ステアリングベクトル (Steering Vector)
読み: すてありんぐべくとる
最終更新: 2026-07-22・AI PICKS編集部
定義
ステアリングベクトルとは、LLMの内部活性化に特定方向のベクトルを加算し、出力のトーンや安全性、話題傾向などを追加学習なしに制御する技術のこと。
ステアリングベクトル (Steering Vector)とは — 詳しく解説
ステアリングベクトルは、LLMの中間層における活性化パターンから特定の概念(丁寧さ、拒否傾向、特定の話題など)に対応する方向ベクトルを抽出し、推論時にそのベクトルを加算・減算することでモデルの出力特性を調整する手法とされる。fine-tuningのように重みを更新せず、プロンプトのように出力形式に依存しないため、軽量な制御手段として研究コミュニティで注目されている。2026年時点の実運用では、抽出したベクトルが想定外の副作用を他タスクの性能に及ぼすケースが報告されており、現場では単一ベクトルの適用前に複数タスクでの回帰評価を行う運用が広く採用されている。また商用LLM APIの多くはステアリングベクトルの注入機能を公式提供していないため、独自に重みへアクセスできるオープンウェイトモデル(Llama系など)での活用が中心となる。

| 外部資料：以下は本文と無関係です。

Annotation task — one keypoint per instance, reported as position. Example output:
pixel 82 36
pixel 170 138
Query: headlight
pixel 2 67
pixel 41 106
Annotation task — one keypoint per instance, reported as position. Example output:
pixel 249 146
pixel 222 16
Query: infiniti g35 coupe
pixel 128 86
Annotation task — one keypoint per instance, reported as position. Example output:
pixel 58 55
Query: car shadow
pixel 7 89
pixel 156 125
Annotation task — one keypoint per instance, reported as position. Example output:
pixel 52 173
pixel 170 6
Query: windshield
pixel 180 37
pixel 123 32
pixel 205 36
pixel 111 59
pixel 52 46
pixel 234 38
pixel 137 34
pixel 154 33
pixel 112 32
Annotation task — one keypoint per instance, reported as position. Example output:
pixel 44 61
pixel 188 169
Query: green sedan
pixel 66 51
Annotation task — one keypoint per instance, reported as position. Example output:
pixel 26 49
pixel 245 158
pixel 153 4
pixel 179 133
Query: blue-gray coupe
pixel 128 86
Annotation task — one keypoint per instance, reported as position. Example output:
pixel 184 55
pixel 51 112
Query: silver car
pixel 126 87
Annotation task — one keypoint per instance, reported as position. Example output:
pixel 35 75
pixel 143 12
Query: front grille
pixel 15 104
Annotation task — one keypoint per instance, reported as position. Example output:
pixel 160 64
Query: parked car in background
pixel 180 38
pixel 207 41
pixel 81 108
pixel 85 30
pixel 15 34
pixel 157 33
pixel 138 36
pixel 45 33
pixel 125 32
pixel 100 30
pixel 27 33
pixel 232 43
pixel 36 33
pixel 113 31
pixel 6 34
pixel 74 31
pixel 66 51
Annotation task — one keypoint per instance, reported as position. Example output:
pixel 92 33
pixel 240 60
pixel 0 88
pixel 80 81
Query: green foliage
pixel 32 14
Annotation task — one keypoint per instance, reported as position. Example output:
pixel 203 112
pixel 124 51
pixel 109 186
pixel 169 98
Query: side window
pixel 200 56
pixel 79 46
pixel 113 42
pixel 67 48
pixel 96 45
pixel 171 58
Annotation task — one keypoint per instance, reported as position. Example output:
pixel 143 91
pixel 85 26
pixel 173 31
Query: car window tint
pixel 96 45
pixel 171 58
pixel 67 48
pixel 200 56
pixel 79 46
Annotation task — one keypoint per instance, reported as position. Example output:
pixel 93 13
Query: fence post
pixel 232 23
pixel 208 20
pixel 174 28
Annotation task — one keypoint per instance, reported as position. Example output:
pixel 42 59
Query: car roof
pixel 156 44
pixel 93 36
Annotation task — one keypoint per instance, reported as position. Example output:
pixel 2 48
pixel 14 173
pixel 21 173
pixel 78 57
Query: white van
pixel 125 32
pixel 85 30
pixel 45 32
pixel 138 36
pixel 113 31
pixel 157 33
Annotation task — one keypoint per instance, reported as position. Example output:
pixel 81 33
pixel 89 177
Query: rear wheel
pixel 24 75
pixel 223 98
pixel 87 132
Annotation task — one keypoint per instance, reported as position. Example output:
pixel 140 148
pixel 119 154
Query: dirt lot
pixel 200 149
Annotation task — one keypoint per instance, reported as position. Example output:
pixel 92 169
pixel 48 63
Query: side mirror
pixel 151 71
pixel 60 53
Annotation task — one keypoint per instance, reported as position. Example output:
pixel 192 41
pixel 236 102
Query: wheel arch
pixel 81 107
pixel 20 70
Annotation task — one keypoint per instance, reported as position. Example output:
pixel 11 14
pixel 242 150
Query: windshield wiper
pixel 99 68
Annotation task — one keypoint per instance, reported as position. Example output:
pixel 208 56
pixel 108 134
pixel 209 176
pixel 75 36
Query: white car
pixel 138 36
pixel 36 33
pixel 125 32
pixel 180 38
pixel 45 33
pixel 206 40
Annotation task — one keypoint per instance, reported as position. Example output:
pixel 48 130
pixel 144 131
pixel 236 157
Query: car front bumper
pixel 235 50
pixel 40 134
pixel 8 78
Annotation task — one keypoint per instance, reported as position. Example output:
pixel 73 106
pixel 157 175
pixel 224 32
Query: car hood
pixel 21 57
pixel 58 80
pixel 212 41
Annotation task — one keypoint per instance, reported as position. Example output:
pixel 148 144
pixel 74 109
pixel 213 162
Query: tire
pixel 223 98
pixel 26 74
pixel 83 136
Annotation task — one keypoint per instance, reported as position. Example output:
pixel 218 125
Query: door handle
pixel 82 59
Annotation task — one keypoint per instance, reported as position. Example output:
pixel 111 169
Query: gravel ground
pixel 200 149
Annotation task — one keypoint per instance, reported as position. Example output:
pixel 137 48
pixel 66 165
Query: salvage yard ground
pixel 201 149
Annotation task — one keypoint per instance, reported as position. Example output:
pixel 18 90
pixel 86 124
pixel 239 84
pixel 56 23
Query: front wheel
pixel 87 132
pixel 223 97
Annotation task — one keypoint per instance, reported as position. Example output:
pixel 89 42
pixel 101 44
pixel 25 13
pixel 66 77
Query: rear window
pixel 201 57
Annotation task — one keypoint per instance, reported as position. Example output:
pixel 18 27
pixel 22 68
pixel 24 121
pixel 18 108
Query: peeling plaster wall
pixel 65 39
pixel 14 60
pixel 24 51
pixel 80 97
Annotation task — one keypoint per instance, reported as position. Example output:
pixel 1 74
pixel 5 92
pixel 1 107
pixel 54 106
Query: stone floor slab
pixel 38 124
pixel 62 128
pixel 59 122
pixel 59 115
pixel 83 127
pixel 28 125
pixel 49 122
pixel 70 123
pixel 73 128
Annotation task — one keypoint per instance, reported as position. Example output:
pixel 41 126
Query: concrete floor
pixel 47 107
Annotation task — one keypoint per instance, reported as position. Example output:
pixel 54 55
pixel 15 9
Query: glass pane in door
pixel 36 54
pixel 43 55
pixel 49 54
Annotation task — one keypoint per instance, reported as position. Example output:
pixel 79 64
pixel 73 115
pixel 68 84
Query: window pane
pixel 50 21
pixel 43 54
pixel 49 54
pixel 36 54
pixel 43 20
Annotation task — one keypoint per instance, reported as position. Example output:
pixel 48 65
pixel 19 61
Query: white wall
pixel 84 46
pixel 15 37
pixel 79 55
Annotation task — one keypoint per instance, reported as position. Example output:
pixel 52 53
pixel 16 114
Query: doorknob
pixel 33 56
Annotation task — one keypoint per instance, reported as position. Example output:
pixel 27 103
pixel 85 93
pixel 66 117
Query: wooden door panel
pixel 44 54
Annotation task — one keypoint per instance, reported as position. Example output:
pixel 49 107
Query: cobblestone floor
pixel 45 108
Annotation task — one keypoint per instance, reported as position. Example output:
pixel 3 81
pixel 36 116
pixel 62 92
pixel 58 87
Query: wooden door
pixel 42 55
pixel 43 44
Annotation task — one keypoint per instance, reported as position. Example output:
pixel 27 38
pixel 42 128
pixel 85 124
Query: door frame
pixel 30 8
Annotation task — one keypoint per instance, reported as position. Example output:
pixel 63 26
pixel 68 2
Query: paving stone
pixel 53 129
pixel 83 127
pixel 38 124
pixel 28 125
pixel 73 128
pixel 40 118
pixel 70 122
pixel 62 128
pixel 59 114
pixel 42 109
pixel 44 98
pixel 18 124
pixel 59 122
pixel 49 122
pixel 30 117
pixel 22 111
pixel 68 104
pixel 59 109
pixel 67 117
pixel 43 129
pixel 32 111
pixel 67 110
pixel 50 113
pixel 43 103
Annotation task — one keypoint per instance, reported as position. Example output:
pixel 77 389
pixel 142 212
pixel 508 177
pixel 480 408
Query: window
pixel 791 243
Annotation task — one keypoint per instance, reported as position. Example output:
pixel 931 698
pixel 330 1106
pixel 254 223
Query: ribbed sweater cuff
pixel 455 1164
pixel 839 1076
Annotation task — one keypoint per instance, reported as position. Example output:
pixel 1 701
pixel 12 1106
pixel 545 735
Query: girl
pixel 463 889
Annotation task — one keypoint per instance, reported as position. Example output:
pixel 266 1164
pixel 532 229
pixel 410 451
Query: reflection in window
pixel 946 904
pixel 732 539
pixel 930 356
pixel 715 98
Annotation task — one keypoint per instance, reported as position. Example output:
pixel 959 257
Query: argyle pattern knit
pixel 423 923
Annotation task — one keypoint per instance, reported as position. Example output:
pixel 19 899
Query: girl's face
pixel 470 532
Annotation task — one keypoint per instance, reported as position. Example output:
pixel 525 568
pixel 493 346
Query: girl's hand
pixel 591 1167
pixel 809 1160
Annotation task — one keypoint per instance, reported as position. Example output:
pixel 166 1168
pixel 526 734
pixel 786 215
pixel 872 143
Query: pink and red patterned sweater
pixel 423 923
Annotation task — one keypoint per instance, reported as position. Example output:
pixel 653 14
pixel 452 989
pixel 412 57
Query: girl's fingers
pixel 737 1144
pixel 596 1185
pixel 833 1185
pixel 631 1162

コスト面では追加学習が不要な分fine-tuningより低コストとされる一方、ベクトル抽出・評価には相応の実験工数がかかるため、選定時は「軽量な行動調整で十分か」「安全性クリティカルな用途か」を基準に、プロンプトエンジニアリングやfine-tuningとの使い分けが検討されている。
ステアリングベクトル (Steering Vector)の使用例
- 「丁寧さ」に対応するベクトルを正方向に加算すると、同じ質問でも回答の口調がより丁寧に変化するとされる。
- 「拒否傾向」ベクトルを負方向に加算すると安全対策が弱まりうるため、悪用防止の観点で慎重な検証が必要とされる。